Sang tuan langsung berdecak dan memutar bola matanya. Ia kembali menatap Ajen yang sedang tertawa. “Dasar, Bocil!” ucapnya seperti bersiap mengibar bendera perang.
Setelahnya, mereka bersiap untuk turun dari pesawat dan menunggu bagasi.
Putaran koper dan kardus di bagasi belum selesai sejak lima menit lalu. Masih banyak penumpang yang berdiri mengitari ban berjalan. Beberapa dari mereka fokus memperhatikan nomor yang tertera di label koper. Setelah menemukan nomor yang sesuai, mereka akan menarik tas tersebut dan membawanya pulang.
“Sayang, tadi kita masukin berapa tas ke bagasi?” tanya Jerry seraya tangannya menarik tas hitam bawaannya.
“Empat, Mas. Dua koper kita, satu koper Ajen, satu tas yang isinya perlengkapan Ajen.”
Lelaki itu menangguk dan kembali bergabung dengan orang-orang di tempat pengambilan koper. Hampir lima belas menit mereka berdiri hingga berhasil mengumpulkan semua bawaan mereka. Untuk keluarga kecil yang pindah ke luar pulau, barang mereka termasuk sedikit.
Angel memperbaiki posisi gendongan Ajen karena kedua bahunya sudah mulai kram. “Pegel ya, Sayang? Mau gantian gendong?” tanya sang suami yang langsung mendapat gelengan.
“Kamu bawa koper aja, Mas. Kita dijemput, kan?”
Jerry mengangguk sembari mengeluarkan ponsel dari tas kecilnya. Mereka berhenti sejenak karena petugas bandara datang untuk memeriksa nomor yang tertera di koper dan tiket mereka. Setelahnya, Angel dan Jerry melipir ke samping kedai roti untuk menyalakan ponsel masing-masing.
Notifikasi di layar keduanya dipenuhi oleh nama Mas Aryo.
Setelah membaca pesan dari Mas Aryo, Jerry langsung menatap istrinya. Ia melangkah sedikit ke depan hingga berjarak beberapa centi dari tubuh Angel. Tangannya kemudian melepas kaitan di punggung istrinya agar gendongan Ajen terbuka.
“Eh, kok dilepas, Mas?” tanya Angel bingung.
“Aku bisa kok gendong Ajen sambil bawa koper,” jawab Jerry. Lengan kekarnya membawa Ajen dalam gendongan dan telapaknya menarik koper mereka.
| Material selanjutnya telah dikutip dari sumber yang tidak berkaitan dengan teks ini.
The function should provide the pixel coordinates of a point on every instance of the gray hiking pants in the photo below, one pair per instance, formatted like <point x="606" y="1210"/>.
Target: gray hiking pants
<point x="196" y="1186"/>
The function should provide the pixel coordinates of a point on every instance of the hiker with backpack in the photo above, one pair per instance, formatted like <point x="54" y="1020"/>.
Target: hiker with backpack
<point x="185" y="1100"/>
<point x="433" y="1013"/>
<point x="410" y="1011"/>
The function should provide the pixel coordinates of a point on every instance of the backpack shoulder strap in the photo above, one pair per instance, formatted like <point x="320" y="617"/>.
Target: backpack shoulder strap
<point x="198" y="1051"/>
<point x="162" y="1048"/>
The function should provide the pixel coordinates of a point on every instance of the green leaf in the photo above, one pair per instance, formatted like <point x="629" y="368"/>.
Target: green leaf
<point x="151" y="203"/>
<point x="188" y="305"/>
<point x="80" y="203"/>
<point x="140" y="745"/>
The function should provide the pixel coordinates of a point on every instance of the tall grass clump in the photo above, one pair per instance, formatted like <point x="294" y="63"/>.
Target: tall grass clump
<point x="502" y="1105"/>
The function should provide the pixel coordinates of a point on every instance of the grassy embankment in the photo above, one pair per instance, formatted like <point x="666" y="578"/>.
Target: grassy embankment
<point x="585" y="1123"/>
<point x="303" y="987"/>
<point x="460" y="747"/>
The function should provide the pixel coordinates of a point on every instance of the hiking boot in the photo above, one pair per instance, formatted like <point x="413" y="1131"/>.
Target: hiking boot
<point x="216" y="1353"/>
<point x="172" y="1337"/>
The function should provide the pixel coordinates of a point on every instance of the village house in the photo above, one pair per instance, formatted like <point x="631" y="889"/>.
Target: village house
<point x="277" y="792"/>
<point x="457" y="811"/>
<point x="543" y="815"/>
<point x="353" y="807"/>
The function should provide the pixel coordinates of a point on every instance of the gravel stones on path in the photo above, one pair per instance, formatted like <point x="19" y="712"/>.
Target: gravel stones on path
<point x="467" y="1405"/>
“Oh iya, kata Mas Aryo supirnya udah di sini,” lanjutnya.
Angel mengangguk, kemudian bertanya lagi. “Terus? Kantornya jauh dari sini?”
Jerry mengangguk lemas. “Sekitar delapan jam,” jawab lelaki itu.
Netra Angel langsung membelalak dan mulutnya sempat terbuka. Sejujurnya, lelaki itu juga sudah merasa lelah karena mempersiapkan segala sesuatu dari pagi. Namun, apa boleh buat?
Kota tempat mereka berpijak sekarang merupakan ibu kota Kalimantan Tengah. Sedangkan, kantor cabang Mas Aryo berjarak sekitar 420 km dari kota Palangka Raya. Tepatnya di Kecamatan Pangkalan Lada, Kabupaten Kotawaringin Barat. Seperti kata Jerry, perjalanan darat dapat ditempuh sekitar delapan jam.
Jangan bayangkan jalanan di Kalimantan sama dengan Jakarta-Jogja. Tidak perlu jalan tol untuk menghindari kepadatan lalu lintas di sini. Kemacetan hanya terjadi saat kita melewati beberapa titik yang melewati pasar tradisional.
Hari yang sudah gelap pun akan membuat pemandangan kanan kiri hanya dipenuhi oleh pohon karet dan sawit. Jarak antara satu dengan yang lain di sepanjang jalan lintas kabupaten bisa mencapai satu kilometer. Angel hanya berharap Ajen cepat terlelap agar tidak rewel selama perjalanan.
“Mana supirnya, Mas?” Angel yang ikut mencari pun belum berhasil menemukan supir tersebut.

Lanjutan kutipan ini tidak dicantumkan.